Über die Rolle von Sigmunds Nachfolger Maximilian bei dieser Beisetzung berichten die Stamser Chronisten: So überliefert Primisser, Maximilian habe den Erzherzogshut und die drei Pferde, die den Schlitten mit dem Leichnam des Erzherzogs gezogen hätten, umgehend zurückgefordert; nach Lebersorg habe Maximilian mehr noch auch die Herausgabe des roten Samtkleides, in das der Tote gehüllt war, verlangt4). Diese Geschichte scheint, trotzdem selbst Lebersorg sich über ein solches Verhalten Maximilians wunderte, wahr zu sein. Nicht nur, dass wir sie bei beiden Stamser Chronisten vorfinden; Primisser gibt dazu auch das Antwortschreiben des Abtes von Stams an Maximilian wieder, in dem dieser verspricht, dem Ansuchen des Landesfürsten insofern zu entsprechen, als dass er ihm die drei Schlittenpferde zurücksende5). Allein, das rote Samtkleid wurde Maximilian nicht ausgehändigt6). Glauben wir der Beschreibung Lebersorgs, so hatte man anlässlich des Begräbnisses Erzherzog Sigmunds auch zahlreiche Schilde mit den Wappen der dem Haus Österreich unterworfenen Länder im Chor der Konversen aufgehängt und Fahnen aus schwarzer Seide mit denselben Wappendarstellungen an der Wand der Kirche aufgehängt7). Im zweiten Epitaph werden die beiden Frauen Sigmunds, Eleonora von Schottland und Katharina von Sachsen, genannt; mit ihnen hatte er keine männlichen Nachkommen, die sein Erbe hätten antreten können. Katharina von Sachsen heiratete nach dem Tod Sigmunds erneut, diesmal Herzog Erich I. von Braunschweig-Kalenberg8). Sowohl Eleonora von Schottland als auch Katharina von Sachsen sind als Stifterinnen für das Stift Stams mehrfach belegbar9).

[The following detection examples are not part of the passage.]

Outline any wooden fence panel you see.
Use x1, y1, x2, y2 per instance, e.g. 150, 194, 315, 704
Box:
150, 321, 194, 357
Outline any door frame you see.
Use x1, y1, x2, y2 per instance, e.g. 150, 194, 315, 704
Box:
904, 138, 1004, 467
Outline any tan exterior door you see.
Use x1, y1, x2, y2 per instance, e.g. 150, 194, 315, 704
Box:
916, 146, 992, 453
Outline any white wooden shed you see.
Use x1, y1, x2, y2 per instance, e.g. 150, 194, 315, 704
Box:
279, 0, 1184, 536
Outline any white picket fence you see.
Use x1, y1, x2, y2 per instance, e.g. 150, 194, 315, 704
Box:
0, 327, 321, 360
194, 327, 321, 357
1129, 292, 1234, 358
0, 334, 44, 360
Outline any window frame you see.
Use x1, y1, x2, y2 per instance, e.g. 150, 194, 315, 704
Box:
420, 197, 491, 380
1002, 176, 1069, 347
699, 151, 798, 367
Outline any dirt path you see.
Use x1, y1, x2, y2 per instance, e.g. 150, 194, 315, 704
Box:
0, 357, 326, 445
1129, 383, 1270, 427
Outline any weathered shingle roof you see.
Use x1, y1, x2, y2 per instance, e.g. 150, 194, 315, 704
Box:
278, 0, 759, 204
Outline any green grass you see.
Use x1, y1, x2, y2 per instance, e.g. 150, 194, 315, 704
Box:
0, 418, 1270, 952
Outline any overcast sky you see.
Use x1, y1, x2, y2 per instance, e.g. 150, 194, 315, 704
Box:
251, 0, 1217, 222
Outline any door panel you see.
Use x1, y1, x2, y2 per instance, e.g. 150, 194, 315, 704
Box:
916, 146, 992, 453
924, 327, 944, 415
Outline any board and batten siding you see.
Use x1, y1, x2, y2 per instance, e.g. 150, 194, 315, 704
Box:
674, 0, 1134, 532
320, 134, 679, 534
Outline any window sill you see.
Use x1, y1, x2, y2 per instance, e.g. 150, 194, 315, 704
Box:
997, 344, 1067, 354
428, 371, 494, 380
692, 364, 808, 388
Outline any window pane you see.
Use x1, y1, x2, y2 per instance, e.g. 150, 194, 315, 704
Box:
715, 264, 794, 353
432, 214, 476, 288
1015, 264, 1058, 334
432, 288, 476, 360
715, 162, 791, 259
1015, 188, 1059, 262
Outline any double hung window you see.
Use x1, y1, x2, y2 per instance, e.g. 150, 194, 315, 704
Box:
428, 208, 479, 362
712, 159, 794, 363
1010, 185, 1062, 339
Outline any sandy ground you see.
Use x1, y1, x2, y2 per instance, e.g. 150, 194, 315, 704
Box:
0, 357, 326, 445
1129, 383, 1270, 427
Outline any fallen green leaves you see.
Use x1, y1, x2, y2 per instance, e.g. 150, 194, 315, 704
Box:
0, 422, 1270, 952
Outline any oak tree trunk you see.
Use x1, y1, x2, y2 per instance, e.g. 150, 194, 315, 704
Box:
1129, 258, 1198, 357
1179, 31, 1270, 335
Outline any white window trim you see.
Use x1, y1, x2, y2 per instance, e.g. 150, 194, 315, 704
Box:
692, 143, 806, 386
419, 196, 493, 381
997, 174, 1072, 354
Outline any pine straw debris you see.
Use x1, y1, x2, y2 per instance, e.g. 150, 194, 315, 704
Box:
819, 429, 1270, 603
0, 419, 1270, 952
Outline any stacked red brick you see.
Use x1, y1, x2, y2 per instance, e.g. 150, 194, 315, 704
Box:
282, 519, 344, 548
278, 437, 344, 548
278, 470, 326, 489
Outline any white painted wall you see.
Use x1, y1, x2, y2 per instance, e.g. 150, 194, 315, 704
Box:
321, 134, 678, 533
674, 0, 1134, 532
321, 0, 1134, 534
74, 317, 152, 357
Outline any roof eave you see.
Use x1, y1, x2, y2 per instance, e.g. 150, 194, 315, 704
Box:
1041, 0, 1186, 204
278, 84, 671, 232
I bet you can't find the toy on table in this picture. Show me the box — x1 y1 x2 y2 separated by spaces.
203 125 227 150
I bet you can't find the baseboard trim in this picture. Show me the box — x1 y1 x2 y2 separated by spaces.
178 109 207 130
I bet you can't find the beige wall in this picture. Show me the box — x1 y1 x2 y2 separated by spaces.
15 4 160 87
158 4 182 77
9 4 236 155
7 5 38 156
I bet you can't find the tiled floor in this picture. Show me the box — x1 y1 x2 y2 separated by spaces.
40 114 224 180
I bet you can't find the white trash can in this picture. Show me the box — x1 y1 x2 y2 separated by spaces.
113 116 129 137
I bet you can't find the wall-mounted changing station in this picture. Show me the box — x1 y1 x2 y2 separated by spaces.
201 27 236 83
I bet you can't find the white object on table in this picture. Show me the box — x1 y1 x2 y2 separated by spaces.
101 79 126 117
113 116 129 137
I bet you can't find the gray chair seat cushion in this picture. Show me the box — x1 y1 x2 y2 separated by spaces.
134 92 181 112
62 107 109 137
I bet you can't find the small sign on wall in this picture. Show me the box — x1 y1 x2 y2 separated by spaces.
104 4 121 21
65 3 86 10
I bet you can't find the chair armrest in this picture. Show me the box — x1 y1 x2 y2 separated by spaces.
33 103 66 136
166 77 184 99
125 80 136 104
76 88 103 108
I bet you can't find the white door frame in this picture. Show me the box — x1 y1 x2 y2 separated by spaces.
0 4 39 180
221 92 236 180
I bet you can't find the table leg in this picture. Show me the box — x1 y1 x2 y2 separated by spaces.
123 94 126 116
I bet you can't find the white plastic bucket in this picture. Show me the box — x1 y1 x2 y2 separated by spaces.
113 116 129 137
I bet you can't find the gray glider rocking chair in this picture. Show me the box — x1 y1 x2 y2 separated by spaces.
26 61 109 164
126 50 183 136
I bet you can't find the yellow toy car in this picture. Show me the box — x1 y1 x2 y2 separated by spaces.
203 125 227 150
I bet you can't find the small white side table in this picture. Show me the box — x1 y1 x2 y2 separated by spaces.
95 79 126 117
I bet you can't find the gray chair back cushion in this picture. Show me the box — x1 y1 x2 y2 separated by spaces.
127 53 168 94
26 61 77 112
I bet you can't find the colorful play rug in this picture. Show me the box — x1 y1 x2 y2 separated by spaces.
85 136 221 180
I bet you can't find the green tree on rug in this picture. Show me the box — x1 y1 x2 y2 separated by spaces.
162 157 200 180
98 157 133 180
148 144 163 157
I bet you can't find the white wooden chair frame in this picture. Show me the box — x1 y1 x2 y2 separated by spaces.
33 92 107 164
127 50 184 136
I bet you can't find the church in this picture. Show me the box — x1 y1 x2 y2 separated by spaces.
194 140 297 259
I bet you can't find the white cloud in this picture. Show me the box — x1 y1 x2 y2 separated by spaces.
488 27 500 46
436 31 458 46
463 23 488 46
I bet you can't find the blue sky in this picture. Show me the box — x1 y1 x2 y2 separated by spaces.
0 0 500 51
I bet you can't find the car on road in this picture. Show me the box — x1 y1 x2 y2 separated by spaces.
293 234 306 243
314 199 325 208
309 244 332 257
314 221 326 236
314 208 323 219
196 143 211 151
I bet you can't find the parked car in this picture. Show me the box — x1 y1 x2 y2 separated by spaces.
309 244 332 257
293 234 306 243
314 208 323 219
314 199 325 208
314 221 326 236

Die Aufgeschlossenheit Sigmunds für die neuen geistigen Strömungen aus Italien wird in den hier edierten Epitaphien deutlich: Das klassisch anmutende Latein und das kunstvolle Versmaß deuten auf die humanistische Bildung des Dichters der Verse hin. Erzherzog Sigmund war in der Zeit seiner Vormundschaft durch Friedrich unter anderem von Eneas Silvius Piccolomini, dem späteren Papst Pius II., erzogen worden; nicht zuletzt diese Erziehung machte ihn mit dem Humanismus und den Ideen der Renaissance vertraut. Gerade die metrische Datierung des Todesdatums, das sich in beiden Inschriften vom Sigmund-Grab findet, entspricht der in der Frühzeit des Humanismus wieder aufkommenden Mode10); ein deutlich früheres Beispiel für eine metrische Datierung bietet die Grabinschrift Meinhards II. (Kat.-Nr. 3†).

Wann die beiden Inschriften vom Grabmal Erzherzog Sigmunds zerstört wurden, kann nicht mehr genau rekonstruiert werden. Zur Zeit der Abschrift aus der ersten Hälfte des 16. Jahrhunderts, die sich heute im Stiftsarchiv in Stams befindet, muss zumindest das zweite Epitaph aber noch vorhanden gewesen sein11). Offenbar lag auch Abt Paul II. Gay (1631–1638) noch das Original des ersten Epitaphs vor, was für dessen Erhaltung bis Anfang des 17. Jahrhunderts sprechen würde12).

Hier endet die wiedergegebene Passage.